Le dernier article, intitulé « A qui appartient cette histoire ? Construire un récit au passé : écriture et travail analytique », permet de con fr onter l’utilisation des mots à la fois dans l’écriture, et en particulier les écritures de l’intime, et dans la psychanalyse. On est loin du cliché qui veut que l’écriture autobiographique soit une psychanalyse menée par écrit : « Quand j’écris, je m’intéresse à l’esthétique autant qu’à l’exactitude. Comment ce mot sonne-t-il ? Est-il banal ou laid ? L’ai-je déjà employé ? J’écoute la musique des phrases. En analyse, j’ai l’impression que les mots se choisissent souvent tout seuls et qu’ils sont maladroits, inopportuns ou incorrects » (p. 85). S’il y a un souci du beau dans l’écriture, il semble qu’il faille s’en défaire dans l’analyse, où le travail se fait aussi au creux du langage et dans ses imperfections. Ces remarques permettent de poser à nouveau, et de manière plus oblique, la question de la valeur, disons littéraire, des écritures de soi, sans ménagement :« Nous sommes toujours en train d’évaluer l’importance d’un sujet et l’habileté avec laquelle un écrivain le traite. J’arrête de lire même sur les sujets les plus passionnants si l’écriture déçoit mon attente. J’aime l’intelligence et l’humour ; je n’aime pas l’emphase et n’ai aucune patience à l’égard des auteurs qui ne sont pas à la hauteur.

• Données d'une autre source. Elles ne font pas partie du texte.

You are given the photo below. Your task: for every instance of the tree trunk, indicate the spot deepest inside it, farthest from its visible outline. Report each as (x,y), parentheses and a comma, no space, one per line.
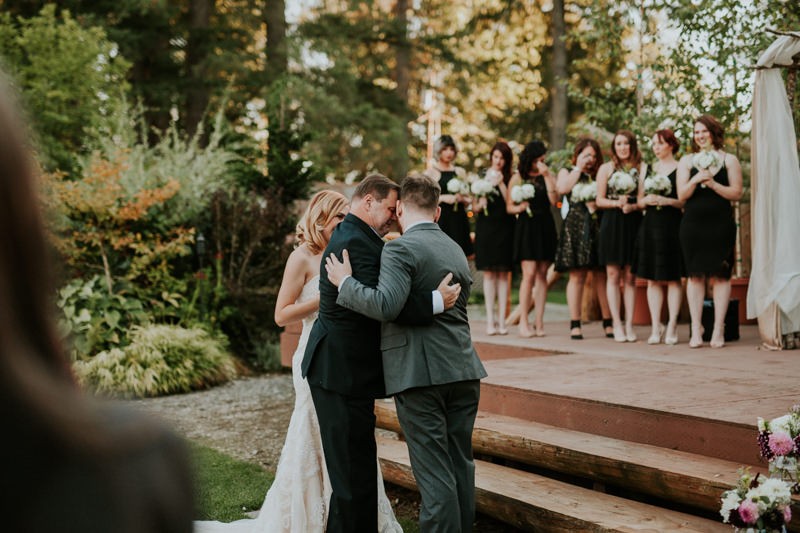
(197,94)
(402,76)
(277,58)
(558,106)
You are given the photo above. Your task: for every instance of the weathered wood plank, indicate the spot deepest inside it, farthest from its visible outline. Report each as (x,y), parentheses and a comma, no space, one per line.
(676,476)
(532,502)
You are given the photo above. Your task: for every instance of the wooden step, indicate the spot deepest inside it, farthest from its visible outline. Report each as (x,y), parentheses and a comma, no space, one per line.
(703,436)
(684,478)
(536,503)
(488,351)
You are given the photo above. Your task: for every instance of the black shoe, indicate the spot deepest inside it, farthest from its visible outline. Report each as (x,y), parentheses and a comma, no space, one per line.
(608,323)
(572,325)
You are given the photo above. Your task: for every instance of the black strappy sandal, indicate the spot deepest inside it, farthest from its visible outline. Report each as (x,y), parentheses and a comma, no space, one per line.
(608,323)
(572,325)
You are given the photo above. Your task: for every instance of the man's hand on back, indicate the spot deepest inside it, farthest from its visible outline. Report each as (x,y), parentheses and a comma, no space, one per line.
(449,292)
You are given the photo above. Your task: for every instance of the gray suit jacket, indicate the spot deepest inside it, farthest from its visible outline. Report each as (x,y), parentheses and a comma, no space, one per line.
(418,356)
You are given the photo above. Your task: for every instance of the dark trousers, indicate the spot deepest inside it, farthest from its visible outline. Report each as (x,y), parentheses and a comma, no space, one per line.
(347,429)
(437,422)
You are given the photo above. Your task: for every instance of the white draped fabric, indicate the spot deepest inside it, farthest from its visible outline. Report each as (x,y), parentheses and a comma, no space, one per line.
(774,292)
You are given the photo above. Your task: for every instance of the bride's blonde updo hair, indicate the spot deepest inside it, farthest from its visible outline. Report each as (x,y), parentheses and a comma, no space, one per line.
(323,207)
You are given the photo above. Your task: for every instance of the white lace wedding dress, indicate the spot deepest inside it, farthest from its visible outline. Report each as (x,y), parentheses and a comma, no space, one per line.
(298,498)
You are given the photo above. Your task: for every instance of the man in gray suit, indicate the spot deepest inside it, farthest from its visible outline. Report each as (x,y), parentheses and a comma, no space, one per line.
(432,371)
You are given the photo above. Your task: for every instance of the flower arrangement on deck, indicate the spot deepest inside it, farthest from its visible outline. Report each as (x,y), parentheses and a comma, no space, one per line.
(757,504)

En tant qu’analysante, j’ai dû accepter de ne pas être à la hauteur ; j’ai dû accepter d’être obtuse, grandiloquente, ennuyeuse ; et j’ai dû accepter de m’exprimer en clichés. […] J’ai dû faire cesser la critique de mes rêves et de mes histoires pour entrer dans quelque chose qui ressemblerait à une démocratie du récit, où toutes les histoires crées se valent, où aucune n’est rejetée, et où il n’y a pas de critères artistiques » (p. 86-87).
Tout l’article se présente comme une sorte d’enquête policière très prenante, où l’oubli joue un rôle peut-être plus important que la mémoire, et où les mots dits et tus ont plus de puissance que leur trace écrite. Cet hommage aux récits de vie est convaincant dans la mesure où il ne cherche pas à occulter les difficultés d’une telle préférence. Il intéressera sans doute aussi bien ceux qui arriveront à lui pour des raisons littéraires, que ceux qui lui poseront des questions d’historien, mais également le public encore nombreux, pour qui, sur le divan ou derrière lui, la psychanalyse reste la seule aventure dans un monde si bien balisé par ailleurs.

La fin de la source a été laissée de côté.